Monday, 15 September 2014

don't point that thing at me [kyril bonfiglioli]

This is the first of a trilogy of Mortdecai novels. Mortdecai is a decadent bon viveur who is also a dodgy art dealer trying to get rid of a stolen Goya. This makes for an elaborate, zesty plot which darts around London before nipping over the Atlantic to take in Washington and Texas (road journey incluido) before hopping back, via Eire, for a dénouement in the Lake District.

The plot is ridiculous and a coat-hanger on which to hang the wit and wisdom of Mortdecai himself. He’s a deliciously British figure, second cousin to Bond, whose amoral approach to life doesn’t prevent him from having rigid codes of behaviour and a clear idea of what’s right and wrong. Although what’s wrong might be the way you pour your tea or knot your tie, rather than whether or not you’re prepared to murder or fence stolen goods. Of course, Mortdecai’s amorality is something he shares with the workings of the British state, which has no qualms about murdering or torturing if it feels the need, and in this the book, written in the early seventies, is still timely.

The London section of the book is set in a world of Mayfair art galleries and Gentleman’s clubs. It might be one of the few corners of the capital that has not changed beyond recognition. A vivid description of a visit to the East End shows the lost London of small, artisanal barrios, which reminded me of the London I knew thirty years ago.  

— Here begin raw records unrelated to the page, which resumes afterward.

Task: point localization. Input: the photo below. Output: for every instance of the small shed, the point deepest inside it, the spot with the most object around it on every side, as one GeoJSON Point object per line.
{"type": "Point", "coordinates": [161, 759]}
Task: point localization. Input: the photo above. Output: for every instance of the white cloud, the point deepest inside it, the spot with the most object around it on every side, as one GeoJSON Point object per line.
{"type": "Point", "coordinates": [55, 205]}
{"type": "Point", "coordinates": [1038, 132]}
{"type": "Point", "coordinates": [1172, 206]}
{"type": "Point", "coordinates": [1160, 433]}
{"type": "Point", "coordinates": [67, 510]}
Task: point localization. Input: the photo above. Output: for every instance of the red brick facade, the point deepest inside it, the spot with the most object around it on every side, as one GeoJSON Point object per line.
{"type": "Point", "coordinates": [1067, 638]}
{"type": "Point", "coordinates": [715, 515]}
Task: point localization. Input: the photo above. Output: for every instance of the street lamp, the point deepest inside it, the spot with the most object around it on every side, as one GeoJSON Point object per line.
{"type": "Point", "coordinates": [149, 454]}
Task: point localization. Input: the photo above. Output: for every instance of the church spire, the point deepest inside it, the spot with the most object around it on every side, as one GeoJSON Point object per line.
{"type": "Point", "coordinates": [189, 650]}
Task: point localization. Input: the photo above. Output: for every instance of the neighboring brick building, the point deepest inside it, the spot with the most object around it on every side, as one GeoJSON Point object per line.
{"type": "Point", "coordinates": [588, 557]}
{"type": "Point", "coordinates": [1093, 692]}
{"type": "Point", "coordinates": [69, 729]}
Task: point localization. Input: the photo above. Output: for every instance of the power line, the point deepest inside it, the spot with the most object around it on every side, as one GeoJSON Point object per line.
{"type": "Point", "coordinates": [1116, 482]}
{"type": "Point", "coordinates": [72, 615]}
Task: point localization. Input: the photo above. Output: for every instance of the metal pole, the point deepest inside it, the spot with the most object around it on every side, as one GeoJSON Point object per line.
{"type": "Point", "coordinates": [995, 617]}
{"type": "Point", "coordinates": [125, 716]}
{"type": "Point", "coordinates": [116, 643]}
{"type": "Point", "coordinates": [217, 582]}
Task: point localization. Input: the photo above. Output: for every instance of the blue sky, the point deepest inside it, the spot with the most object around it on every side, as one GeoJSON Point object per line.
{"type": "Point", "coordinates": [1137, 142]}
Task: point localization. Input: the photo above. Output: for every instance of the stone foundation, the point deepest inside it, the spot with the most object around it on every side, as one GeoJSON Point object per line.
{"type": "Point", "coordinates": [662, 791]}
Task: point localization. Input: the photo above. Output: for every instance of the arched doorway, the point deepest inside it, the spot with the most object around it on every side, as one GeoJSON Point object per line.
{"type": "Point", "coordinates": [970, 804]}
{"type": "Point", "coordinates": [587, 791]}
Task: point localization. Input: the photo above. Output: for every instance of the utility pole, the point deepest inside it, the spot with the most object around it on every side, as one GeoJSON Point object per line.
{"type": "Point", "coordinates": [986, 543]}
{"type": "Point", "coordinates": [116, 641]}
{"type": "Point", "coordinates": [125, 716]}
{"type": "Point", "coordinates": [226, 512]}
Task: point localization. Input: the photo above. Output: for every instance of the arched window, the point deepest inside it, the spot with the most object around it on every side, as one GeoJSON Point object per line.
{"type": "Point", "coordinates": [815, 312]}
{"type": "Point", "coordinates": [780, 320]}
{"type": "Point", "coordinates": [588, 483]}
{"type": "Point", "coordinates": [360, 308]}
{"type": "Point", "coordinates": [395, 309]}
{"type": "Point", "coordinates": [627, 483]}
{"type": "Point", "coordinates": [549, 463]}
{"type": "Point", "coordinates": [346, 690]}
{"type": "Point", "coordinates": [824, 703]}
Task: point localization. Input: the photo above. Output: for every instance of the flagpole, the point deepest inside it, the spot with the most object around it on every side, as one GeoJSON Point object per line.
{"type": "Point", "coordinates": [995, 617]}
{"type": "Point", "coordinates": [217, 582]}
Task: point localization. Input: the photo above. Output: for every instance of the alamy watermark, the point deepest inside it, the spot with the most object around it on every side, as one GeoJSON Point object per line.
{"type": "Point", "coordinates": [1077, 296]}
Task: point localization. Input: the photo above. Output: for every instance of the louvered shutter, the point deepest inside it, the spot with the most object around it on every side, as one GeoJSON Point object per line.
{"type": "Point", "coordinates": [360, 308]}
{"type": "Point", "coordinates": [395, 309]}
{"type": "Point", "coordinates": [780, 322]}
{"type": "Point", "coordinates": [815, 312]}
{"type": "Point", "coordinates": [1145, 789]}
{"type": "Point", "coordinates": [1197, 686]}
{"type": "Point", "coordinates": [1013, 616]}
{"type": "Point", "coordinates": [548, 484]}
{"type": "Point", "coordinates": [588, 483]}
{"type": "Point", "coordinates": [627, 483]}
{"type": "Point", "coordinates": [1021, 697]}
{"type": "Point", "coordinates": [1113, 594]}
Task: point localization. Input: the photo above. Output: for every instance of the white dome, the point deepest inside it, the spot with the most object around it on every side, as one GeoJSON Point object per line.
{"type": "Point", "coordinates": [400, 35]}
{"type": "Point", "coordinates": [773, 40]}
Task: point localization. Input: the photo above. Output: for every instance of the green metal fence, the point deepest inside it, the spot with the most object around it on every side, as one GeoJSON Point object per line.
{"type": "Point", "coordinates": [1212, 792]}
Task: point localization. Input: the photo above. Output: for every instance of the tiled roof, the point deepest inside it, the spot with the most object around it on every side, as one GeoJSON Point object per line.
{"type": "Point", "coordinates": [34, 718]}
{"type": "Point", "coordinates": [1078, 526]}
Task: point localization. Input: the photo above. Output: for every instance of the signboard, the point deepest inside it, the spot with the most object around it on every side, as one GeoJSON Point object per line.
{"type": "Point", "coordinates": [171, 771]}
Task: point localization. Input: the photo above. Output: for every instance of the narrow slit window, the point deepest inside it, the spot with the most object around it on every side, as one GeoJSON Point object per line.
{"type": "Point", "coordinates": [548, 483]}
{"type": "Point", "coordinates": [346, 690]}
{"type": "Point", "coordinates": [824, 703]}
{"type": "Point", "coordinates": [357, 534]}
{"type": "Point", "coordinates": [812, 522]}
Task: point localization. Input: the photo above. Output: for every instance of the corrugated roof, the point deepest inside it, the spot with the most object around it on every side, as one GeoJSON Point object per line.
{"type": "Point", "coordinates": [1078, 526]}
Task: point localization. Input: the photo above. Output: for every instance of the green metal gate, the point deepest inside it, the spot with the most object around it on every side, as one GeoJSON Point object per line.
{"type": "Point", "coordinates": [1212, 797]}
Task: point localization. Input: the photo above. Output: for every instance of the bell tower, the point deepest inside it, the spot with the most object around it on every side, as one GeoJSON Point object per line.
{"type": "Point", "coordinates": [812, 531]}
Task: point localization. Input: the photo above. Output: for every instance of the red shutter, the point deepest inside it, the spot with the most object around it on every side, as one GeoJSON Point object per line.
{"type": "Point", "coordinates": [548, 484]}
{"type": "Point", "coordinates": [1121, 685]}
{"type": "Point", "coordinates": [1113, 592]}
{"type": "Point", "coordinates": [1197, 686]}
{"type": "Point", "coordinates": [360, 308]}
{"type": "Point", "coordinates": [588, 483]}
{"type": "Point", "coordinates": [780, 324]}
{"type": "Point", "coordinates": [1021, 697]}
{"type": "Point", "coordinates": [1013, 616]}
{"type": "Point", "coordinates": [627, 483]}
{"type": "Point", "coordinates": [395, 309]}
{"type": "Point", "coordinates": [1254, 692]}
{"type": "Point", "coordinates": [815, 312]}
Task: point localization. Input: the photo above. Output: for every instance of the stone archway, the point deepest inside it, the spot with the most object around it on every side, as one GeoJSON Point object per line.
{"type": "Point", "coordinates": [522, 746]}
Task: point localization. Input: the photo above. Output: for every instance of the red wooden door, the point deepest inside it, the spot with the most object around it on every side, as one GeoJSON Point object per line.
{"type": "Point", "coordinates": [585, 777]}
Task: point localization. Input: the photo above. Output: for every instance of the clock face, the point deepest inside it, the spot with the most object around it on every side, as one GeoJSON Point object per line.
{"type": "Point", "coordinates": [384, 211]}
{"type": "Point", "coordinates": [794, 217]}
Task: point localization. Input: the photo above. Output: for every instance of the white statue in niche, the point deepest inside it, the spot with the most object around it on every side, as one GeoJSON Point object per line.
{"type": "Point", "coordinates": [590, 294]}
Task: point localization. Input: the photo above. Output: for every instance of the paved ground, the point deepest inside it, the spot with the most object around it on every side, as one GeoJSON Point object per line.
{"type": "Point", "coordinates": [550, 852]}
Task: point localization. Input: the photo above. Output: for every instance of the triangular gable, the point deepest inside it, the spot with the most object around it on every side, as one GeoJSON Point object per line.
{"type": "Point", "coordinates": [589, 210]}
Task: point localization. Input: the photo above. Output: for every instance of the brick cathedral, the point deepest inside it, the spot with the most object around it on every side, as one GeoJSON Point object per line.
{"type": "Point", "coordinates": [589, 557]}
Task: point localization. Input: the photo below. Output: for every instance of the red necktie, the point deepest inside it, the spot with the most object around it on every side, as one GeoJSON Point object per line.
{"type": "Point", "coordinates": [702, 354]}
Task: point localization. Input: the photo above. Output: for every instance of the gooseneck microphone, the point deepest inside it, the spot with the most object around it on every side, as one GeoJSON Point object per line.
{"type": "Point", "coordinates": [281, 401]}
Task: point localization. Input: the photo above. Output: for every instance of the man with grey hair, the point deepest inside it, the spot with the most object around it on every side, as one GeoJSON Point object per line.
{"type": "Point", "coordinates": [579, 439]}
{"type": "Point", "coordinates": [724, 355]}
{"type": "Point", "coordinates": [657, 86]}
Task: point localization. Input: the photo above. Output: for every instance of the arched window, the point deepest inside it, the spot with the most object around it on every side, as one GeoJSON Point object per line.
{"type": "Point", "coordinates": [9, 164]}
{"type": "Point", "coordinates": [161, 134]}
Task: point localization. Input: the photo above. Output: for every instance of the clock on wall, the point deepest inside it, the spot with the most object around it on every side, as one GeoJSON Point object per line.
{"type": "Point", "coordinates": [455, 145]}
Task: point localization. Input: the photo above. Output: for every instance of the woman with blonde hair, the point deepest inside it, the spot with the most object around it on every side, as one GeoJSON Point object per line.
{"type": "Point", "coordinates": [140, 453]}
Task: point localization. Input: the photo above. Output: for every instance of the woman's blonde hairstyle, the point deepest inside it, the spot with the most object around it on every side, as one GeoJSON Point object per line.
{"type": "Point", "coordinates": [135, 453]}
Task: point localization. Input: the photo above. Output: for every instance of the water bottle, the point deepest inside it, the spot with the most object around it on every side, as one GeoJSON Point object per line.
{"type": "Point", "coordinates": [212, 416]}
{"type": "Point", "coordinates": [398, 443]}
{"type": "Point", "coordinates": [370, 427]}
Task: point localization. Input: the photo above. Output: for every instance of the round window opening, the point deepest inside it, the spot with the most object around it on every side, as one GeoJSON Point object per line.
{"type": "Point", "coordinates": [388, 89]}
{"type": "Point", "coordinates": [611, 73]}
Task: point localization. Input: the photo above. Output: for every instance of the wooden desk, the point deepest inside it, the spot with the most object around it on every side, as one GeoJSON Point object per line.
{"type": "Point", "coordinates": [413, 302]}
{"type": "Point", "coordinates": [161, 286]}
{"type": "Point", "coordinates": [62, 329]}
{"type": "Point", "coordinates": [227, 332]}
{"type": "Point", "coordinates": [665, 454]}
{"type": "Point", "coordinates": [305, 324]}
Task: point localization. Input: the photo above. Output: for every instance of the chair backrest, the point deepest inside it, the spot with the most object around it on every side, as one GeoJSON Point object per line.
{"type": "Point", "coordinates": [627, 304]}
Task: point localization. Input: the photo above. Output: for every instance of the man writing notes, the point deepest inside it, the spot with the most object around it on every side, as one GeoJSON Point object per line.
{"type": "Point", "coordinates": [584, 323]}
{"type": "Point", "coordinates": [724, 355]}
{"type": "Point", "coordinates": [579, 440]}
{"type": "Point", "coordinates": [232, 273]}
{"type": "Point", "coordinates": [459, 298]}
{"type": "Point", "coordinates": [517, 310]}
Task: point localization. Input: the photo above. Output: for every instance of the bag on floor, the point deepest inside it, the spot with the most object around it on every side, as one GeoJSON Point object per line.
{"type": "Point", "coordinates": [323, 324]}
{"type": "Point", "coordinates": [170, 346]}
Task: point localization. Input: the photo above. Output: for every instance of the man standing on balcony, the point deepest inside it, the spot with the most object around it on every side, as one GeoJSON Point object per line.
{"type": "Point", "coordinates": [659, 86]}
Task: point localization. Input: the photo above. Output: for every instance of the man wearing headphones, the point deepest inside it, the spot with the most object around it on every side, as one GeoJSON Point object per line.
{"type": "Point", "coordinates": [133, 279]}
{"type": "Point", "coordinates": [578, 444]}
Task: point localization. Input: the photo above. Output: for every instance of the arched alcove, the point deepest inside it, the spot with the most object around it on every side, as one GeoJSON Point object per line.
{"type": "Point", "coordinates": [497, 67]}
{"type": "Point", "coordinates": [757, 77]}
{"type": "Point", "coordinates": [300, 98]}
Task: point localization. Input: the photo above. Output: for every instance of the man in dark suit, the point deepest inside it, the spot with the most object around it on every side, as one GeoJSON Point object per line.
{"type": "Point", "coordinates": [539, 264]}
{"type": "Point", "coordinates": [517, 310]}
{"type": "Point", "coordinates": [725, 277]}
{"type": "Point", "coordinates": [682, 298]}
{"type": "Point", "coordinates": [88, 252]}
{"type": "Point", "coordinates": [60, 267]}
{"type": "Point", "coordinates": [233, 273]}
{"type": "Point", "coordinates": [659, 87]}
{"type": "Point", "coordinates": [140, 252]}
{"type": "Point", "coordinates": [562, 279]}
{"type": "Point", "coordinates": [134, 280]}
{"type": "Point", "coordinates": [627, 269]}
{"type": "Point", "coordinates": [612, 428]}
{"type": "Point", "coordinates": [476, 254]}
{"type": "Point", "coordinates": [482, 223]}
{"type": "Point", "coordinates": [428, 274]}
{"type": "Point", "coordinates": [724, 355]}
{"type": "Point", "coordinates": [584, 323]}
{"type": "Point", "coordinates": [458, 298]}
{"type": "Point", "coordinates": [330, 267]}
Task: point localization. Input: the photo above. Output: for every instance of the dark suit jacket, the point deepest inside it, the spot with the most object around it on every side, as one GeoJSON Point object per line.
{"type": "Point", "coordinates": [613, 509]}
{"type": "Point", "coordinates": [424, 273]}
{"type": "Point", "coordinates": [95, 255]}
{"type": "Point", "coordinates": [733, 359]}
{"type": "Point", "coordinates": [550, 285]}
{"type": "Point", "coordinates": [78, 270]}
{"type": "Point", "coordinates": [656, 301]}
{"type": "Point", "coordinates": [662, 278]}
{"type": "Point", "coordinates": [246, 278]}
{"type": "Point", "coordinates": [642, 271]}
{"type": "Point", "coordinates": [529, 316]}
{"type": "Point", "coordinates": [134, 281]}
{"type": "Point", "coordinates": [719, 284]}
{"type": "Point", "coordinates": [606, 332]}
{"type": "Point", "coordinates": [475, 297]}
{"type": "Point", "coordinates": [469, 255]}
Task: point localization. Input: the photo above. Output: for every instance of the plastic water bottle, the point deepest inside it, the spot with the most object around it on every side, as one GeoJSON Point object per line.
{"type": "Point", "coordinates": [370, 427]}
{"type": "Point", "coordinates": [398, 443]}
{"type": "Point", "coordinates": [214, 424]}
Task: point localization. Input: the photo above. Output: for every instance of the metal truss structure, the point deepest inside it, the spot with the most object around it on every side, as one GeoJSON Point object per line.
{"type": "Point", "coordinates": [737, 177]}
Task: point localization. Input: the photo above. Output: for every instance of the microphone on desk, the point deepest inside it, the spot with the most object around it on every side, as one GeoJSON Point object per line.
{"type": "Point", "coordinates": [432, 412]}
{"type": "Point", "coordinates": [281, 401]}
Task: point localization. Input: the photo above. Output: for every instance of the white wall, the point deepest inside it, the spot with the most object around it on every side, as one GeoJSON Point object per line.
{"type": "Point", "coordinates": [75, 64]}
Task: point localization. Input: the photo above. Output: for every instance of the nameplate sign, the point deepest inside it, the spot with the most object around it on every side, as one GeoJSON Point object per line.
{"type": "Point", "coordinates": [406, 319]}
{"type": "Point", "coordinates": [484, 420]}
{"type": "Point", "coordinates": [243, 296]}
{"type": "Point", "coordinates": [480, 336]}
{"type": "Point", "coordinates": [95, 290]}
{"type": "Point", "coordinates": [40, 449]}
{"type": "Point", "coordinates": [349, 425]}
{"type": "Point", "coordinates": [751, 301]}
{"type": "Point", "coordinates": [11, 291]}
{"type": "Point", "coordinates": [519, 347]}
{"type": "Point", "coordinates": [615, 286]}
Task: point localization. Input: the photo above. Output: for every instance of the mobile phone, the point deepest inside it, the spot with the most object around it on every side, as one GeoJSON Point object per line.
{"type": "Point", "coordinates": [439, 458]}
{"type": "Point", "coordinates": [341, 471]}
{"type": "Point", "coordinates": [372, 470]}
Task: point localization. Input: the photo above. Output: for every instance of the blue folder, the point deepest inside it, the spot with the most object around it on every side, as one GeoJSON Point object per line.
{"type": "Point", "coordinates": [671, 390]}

Bonfiglioli, hardly a household name, has been something of a connoisseur’s delight for decades. All this is about to change as, having completed the book, I learned via the interweb that a great big movie starring Johnny Depp is about to be released, based on the Mortdecai adventures. One can’t help feeling that the protagonist of the novels might have felt, or indeed be feeling (do literary characters ever really die?) somewhat dubious about the prospect. Nevertheless, Bonfiglioli deserves the larger public he’s about to get and would no doubt be sanguine about the trade-off between commerce and art which one is sometimes forced to make.